Les révolutions des années 2000 dans l’espace post-soviétique ont été l’occasion de l’émergence d’une lecture conspirative de ces événements selon laquelle les Etats-Unis, par l’entremise de ces ONG, avaient fomenté ces contestations populaires.
Quant au « Printemps arabe » de l’an passé, les réactions ont été bien diverses : intervention militaire en Libye, silence et passivité face à la répression du pouvoir en Syrie, condamnation puis bienveillance face aux révolutions tunisienne et égyptienne.
En vingt ans, la disparité des prises de position occidentales sont telles qu’il est aisé de constater que de tels bouleversements ni n’encouragent les Etats et les organisations internationales à adopter une politique étrangère (même européenne) harmonieuse ou tout du moins cohérente, ni n’ont été anticipés (en tout cas dans leur analyse), ni n’offrent aux responsables politiques l’occasion de donner une nouvelle lecture du monde.

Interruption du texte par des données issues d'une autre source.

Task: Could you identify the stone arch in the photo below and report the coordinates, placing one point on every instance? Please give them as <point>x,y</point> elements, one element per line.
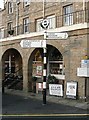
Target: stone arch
<point>12,65</point>
<point>50,49</point>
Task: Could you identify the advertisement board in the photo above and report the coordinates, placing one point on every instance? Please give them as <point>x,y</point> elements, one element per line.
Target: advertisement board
<point>71,91</point>
<point>56,89</point>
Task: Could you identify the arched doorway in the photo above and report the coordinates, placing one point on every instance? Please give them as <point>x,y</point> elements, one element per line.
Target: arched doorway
<point>55,65</point>
<point>12,70</point>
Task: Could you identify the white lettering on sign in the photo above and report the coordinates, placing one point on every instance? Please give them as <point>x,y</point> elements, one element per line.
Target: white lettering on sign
<point>33,43</point>
<point>56,35</point>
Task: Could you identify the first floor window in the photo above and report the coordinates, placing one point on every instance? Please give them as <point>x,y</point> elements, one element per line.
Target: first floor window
<point>26,25</point>
<point>10,7</point>
<point>68,15</point>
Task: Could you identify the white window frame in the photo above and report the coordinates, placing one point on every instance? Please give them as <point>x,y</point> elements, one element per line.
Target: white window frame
<point>26,25</point>
<point>10,7</point>
<point>52,23</point>
<point>68,15</point>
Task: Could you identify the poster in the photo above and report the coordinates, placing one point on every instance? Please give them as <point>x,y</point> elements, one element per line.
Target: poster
<point>56,89</point>
<point>71,91</point>
<point>37,69</point>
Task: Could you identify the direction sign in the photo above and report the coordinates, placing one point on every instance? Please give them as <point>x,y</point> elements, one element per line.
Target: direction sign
<point>56,35</point>
<point>44,24</point>
<point>33,43</point>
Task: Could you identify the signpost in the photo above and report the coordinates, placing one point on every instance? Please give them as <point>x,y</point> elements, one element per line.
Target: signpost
<point>56,35</point>
<point>33,43</point>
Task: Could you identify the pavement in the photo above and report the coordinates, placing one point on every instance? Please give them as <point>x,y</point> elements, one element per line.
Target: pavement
<point>49,98</point>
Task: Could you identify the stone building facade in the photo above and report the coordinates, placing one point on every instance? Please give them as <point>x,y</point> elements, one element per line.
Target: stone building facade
<point>21,21</point>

Dans le cadre d’un travail de recherche sur la révolution ukrainienne de 2004, après avoir « observé » le troisième tour de l’élection présidentielle (qui vit la victoire de Viktor Iouchtcheko candidat considéré pro-occidental) et après avoir rencontré un grand nombre d’acteurs de cette révolution, une évidence m’est apparue : la démocratie ne se décrète pas. Cela peut paraître d’une naïveté incroyable, mais cette évidence permet de conduire à deux analyses.
La première est une divergence d’approche sur l’enclenchement et la conclusion d’une transition démocratique. L’une consiste à considérer que la démocratie commence par l’éviction du chef de l’Etat et que de là découle un processus de démocratisation, l’émergence d’une société civile, la formation de nouvelles élites, la transformation des administrations et au final du corps social (cette approche serait plutôt américaine, c’est en tout cas ce que peut laisser penser le mode d’action des nombreuses ONG américaines qui œuvrent dans ce domaine) ; l’autre approche considère au contraire que l’élection démocratique est l’aboutissement d’un travail de longue haleine qui doit d’abord être celui de la transformation sociale. Une élection démocratique (et donc le changement à la tête de l’Etat) n’est là que le résultat d’un processus et non son déclenchement (cette approche serait plutôt européenne, c’est ce que laisserait penser le mode d’action des ONG qui s’investissent dans les processus de démocratisation). Il y aurait donc dans le « soft-power », un « soft-low-power » !
La deuxième analyse est celle qui considère que la démocratie n’est pas tant un concept qu’une méthode. La démocratie demande l’observance d’un certain nombre de pratiques. Ainsi et pour tirer les enseignements de Pierre Bourdieu dans le champ des relations internationales, la démocratie requiert « habitus » et « sens pratique ».
En effet, à chaque champ, correspond un habitus, c’est-à-dire un système de dispositions incorporées qui fait que l’on a plus ou moins intégré les règles implicites du champ et que l’on en joue plus ou moins le jeu.
Ainsi, des citoyens confrontés dans leur existence à des règles dictées par un pouvoir central fort et autoritaire n’ont pas les outils nécessaires à adopter les pratiques d’une structure nouvelle, autrement dit d’un champ social nouveau. Il s’agit donc avec l’avènement d’une jeune démocratie de doter ses administrés des pratiques qui y sont afférentes afin qu’elles deviennent « habitus ». De là peuvent naître un certains nombres de coopérations, dont la nature et l’objet sont bien éloignées d’une « exportation de la démocratie ».